Céline Lafontaine,
L’empire cybernétique. Des machines à penser à la pensée machine,
Paris, Seuil, coll. « Sciences humaines », 2004, 240 pages
L’ouvrage de Céline Lafontaine pose une question simple mais qui donne le vertige : dans quel monde entrons-nous? Ou peut-être même, dans quel monde nous trouvons-nous déjà? Des mots circulent (il s’agit peut-être justement, d’abord et avant tout, d’une question de circulation) dans la doxa, et soit que nous y prêtions peu d’attention, soit qu’ils nous sourient, nous aimons les entendre, parce que nous les associons spontanément sinon au bien, du moins à une sorte de mieux-être. Ainsi de l’« information », de la « communication », des « réseaux ». Il est bien de s’informer, d’être informé; de communiquer; de s’inscrire dans un réseau, dans des réseaux. À l’inverse, le mal, le grand mal, c’est d’être un laissé pour compte de l’information; c’est de ne pas communiquer, de ne pas savoir communiquer; c’est, plutôt que de s’inscrire dans un réseau, de se trouver pris dans une structure ou une institution verticalement organisée, avec un haut, un bas, des mécanismes d’autorité. Par delà les médias (qui se prêtent particulièrement bien, pour des raisons qu’on devine aisément, aux impératifs dont il est ici question), il semble que l’informatique, et Internet en particulier, nourrissent au mieux les phantasmes de l’échange égalitaire et généralisé, de la mise en rapport « en temps réel » et d’un rapport entre l’un et l’autre sans médiation, que l’on peut associer à ce que l’auteur n’hésite pas à appeler le nouvel « empire cybernétique » qui définit de plus en plus notre horizon de sens. Mais au bout de l’information, de la communication, de la multiplication des réseaux (ou des rhizomes, comme disait Deleuze), qu’y a-t-il donc? Moins d’obstacles à la mise en rapport de n’importe qui avec n’importe qui, moins de médiation, moins d’autorité, donc, plus d’humanité, plus de liberté, plus d’émancipation? En est-on bien sûr? Qu’en est-il, que reste-t-il de l’humanité dans l’empire cybernétique? Nouvelle humanité, posthumanité : comment faudrait-il donc nommer la subjectivité inscrite à ce point dans un monde tissé de réseaux qui s’entrecroisent qu’elle en devient peut-être indissociable des choses et des machines?

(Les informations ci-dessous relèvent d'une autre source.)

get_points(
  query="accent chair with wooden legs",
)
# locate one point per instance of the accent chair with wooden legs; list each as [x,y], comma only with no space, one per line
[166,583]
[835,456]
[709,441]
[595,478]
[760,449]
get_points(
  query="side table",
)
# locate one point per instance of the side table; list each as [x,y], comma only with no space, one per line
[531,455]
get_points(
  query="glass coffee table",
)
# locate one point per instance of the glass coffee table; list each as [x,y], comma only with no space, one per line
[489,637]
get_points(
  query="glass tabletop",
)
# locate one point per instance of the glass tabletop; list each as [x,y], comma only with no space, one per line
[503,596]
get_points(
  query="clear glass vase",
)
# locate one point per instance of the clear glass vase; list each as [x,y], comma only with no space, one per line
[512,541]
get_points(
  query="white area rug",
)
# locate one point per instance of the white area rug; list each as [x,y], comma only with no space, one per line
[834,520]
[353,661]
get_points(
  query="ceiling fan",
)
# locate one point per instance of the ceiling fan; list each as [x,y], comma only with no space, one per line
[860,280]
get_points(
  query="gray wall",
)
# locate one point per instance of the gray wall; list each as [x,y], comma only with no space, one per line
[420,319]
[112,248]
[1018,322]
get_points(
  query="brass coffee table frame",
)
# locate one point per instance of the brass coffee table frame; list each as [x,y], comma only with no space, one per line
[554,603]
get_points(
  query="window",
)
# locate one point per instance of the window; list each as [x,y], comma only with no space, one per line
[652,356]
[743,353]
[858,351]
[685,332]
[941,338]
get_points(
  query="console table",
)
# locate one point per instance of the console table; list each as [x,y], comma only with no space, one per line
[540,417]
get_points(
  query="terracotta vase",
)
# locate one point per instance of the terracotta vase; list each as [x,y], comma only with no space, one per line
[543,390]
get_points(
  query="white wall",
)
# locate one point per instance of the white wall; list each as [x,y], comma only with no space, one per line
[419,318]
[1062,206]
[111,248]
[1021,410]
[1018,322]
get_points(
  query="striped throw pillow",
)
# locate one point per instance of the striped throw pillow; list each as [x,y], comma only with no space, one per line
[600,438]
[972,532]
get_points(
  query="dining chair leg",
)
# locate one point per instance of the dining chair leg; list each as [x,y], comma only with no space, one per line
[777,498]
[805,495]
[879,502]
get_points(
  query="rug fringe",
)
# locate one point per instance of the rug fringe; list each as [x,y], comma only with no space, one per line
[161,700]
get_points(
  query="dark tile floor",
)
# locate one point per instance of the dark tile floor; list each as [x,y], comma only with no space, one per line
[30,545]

Afin de commenter et de critiquer l’important ouvrage de Céline Lafontaine, nous avons sollicité trois jeunes intellectuels préoccupés par des questions qui touchent de près à celles que pose l’auteure (destin de la technoscience, de l’humanisme, du paradigme « réticulaire »). On verra que l’analyse proposée par Céline Lafontaine suscite peut-être moins de désaccord que la position qu’elle adopte ou qu’elle paraît adopter face à la montée de l’empire cybernétique. Comme à l’habitude dans nos dossiers « Autour d’un livre », Céline Lafontaine leur répond en conclusion — parfois fort vigoureusement. Mais il est vrai que ce qui est en jeu ici, c’est peut-être ce que Marcel Gauchet n’hésite pas à appeler une révolution anthropologique aux « conséquences incalculables ».